When an agent tells you "we deploy with npm run deploy:staging", the useful follow-up is: where did it learn that? From a session last Tuesday? From the ops/deploy.md you wrote six months ago? From a hallucination it produced at 2 a.m.?

Without the source, you cannot calibrate trust. The recall is a black box — useful sometimes, dangerous when it is wrong.

The provenance rule #

honeycomb enforces a simple invariant: every memory cell stores a source_path, a session_id, and a score. The recall query returns them alongside the snippet. Nothing enters the store without one of those anchors.

In the dashboard you see it immediately:

What "verified" actually means #

The verified state (green dot) means the memory is anchored to a file or commit that still exists on disk. Every Dreaming consolidation pass re-checks anchors. If the file is deleted or the session is purged, the cell downgrades to unverified — still retrievable, but visually flagged.
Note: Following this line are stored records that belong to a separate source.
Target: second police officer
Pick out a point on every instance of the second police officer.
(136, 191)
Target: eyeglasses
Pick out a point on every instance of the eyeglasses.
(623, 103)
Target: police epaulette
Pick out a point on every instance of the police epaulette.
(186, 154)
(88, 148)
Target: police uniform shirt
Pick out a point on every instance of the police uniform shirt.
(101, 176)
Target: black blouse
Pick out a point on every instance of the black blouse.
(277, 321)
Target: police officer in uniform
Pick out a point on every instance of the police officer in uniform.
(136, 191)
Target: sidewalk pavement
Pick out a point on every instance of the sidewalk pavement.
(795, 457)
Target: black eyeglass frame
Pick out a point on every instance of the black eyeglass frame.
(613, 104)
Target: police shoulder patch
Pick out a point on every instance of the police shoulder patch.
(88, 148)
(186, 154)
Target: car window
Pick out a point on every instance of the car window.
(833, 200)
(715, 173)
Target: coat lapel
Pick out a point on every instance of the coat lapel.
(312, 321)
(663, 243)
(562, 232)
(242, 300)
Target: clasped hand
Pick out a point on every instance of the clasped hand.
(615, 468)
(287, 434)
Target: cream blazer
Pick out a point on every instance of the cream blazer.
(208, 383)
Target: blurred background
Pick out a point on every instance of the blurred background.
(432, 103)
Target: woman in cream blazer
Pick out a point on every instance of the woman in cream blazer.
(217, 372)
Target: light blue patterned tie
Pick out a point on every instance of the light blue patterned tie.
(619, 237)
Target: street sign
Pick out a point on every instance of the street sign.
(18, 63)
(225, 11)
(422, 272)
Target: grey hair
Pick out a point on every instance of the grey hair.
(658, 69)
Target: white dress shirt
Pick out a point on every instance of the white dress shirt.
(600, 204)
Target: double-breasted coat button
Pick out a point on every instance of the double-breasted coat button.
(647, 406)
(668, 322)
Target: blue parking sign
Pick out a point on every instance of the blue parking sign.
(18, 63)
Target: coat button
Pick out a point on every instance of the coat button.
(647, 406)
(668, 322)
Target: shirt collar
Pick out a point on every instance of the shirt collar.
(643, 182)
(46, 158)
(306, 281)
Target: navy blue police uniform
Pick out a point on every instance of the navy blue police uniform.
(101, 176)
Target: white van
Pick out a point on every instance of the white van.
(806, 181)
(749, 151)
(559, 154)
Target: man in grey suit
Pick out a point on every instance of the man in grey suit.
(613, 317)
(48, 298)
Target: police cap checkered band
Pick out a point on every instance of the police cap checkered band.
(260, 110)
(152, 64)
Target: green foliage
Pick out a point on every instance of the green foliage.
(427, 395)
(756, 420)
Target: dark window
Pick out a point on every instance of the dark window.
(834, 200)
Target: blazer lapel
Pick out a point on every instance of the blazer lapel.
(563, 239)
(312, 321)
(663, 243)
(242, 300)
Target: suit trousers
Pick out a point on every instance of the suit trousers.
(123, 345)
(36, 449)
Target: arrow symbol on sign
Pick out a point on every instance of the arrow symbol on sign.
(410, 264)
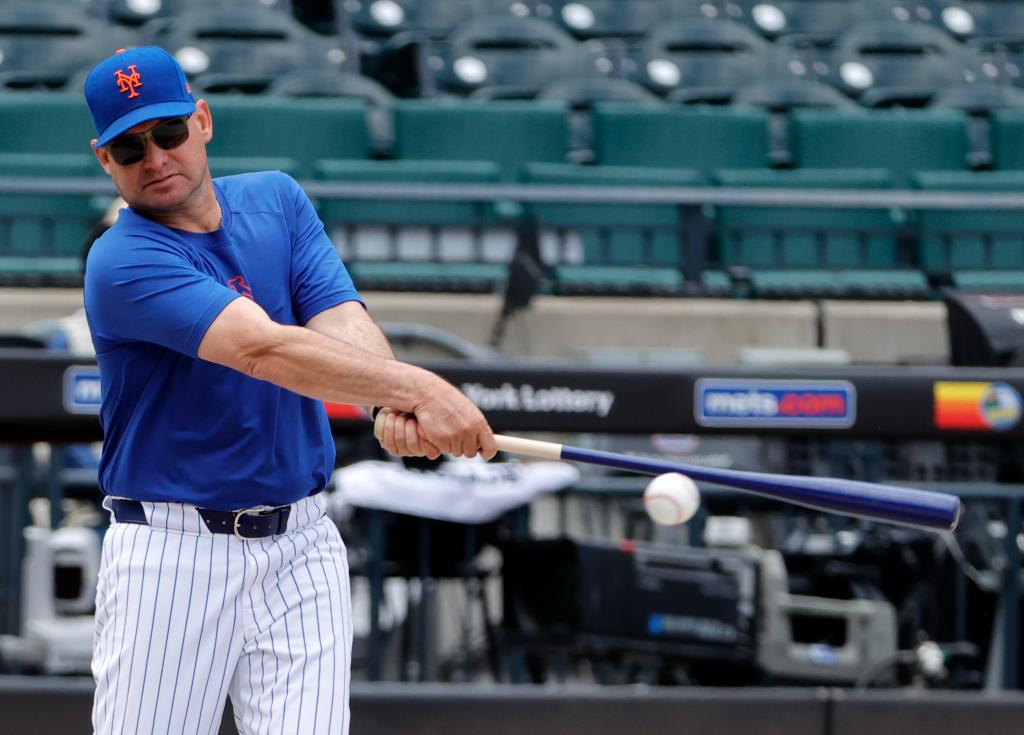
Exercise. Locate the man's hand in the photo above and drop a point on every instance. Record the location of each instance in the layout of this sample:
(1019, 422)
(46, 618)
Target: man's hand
(399, 433)
(442, 421)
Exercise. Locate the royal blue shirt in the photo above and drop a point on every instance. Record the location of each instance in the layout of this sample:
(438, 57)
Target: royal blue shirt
(178, 428)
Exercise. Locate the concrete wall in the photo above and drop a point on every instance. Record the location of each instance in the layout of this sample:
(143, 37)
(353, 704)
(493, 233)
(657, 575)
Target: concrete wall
(884, 332)
(707, 331)
(44, 705)
(22, 306)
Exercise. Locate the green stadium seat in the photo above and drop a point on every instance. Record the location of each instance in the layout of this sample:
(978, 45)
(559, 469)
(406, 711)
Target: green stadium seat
(289, 134)
(46, 135)
(602, 248)
(902, 141)
(700, 139)
(980, 249)
(509, 133)
(453, 245)
(1008, 132)
(397, 245)
(54, 124)
(810, 251)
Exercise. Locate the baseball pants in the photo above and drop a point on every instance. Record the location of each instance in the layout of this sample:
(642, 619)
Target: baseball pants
(185, 617)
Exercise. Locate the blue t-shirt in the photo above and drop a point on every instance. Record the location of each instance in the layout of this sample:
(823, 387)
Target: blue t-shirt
(178, 428)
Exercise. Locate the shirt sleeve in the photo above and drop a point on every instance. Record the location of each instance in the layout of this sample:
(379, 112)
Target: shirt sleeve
(142, 291)
(320, 279)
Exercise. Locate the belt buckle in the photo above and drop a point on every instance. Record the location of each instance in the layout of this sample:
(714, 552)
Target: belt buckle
(248, 512)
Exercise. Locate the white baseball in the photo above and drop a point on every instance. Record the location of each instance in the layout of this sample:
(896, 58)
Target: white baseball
(671, 499)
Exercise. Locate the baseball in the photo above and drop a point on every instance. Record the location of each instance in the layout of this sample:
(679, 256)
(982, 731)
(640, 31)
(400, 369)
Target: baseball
(671, 499)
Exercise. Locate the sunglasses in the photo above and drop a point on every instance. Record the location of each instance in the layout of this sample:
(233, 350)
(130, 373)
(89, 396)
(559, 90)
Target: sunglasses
(130, 147)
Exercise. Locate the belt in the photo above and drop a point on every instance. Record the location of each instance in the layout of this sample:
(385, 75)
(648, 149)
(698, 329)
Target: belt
(247, 523)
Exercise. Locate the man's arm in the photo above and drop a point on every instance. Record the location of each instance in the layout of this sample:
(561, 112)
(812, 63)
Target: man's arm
(300, 359)
(349, 322)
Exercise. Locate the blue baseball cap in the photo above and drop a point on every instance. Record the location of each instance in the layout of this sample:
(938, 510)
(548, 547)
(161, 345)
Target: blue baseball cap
(133, 86)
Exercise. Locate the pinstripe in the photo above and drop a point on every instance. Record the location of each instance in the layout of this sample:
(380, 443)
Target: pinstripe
(127, 590)
(252, 688)
(230, 637)
(131, 658)
(184, 633)
(288, 640)
(334, 659)
(170, 618)
(320, 635)
(216, 633)
(153, 623)
(266, 603)
(345, 621)
(102, 654)
(119, 658)
(206, 602)
(302, 625)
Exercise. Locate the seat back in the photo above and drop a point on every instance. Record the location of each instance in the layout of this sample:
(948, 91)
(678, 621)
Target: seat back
(902, 141)
(701, 139)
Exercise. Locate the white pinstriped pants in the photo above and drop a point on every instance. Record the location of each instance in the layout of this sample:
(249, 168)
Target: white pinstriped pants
(185, 617)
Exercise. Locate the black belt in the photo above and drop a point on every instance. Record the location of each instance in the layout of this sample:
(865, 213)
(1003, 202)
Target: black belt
(247, 523)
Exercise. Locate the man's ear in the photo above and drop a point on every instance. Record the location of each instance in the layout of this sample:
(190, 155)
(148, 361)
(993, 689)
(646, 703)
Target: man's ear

This matters because codebases drift. A deploy script that existed in April may not be the right one in June. Verification catches stale anchors before they mislead.

Implementing it in practice #

typescript
// Every memory write must supply provenance.
interface MemoryWrite {
  content: string;
  sourcePath?: string;   // file path, e.g. "ops/deploy-staging.md:12"
  sessionId?: string;    // e.g. "session:8f2a"
  scope: 'personal' | 'team' | 'org';
}

// The store rejects writes without at least one anchor.
function validateProvenance(write: MemoryWrite): void {
  if (!write.sourcePath && !write.sessionId) {
    throw new Error('Memory write must include sourcePath or sessionId.');
  }
}

The constraint feels strict at first. Some facts — a team convention established in conversation, never written down — have only a session anchor. That is fine. The session id is the receipt. You can look it up, see the context, decide if the memory is still true.

The cost of skipping this #

Early prototypes of honeycomb stored plain text without provenance. In load-testing we saw the expected pattern: recall was helpful 90% of the time and confidently wrong 10% of the time — with no way to distinguish the two cases programmatically. The 10% was silent. That is the failure mode that breaks teams.

Receipts are not a nice-to-have. They are the feature.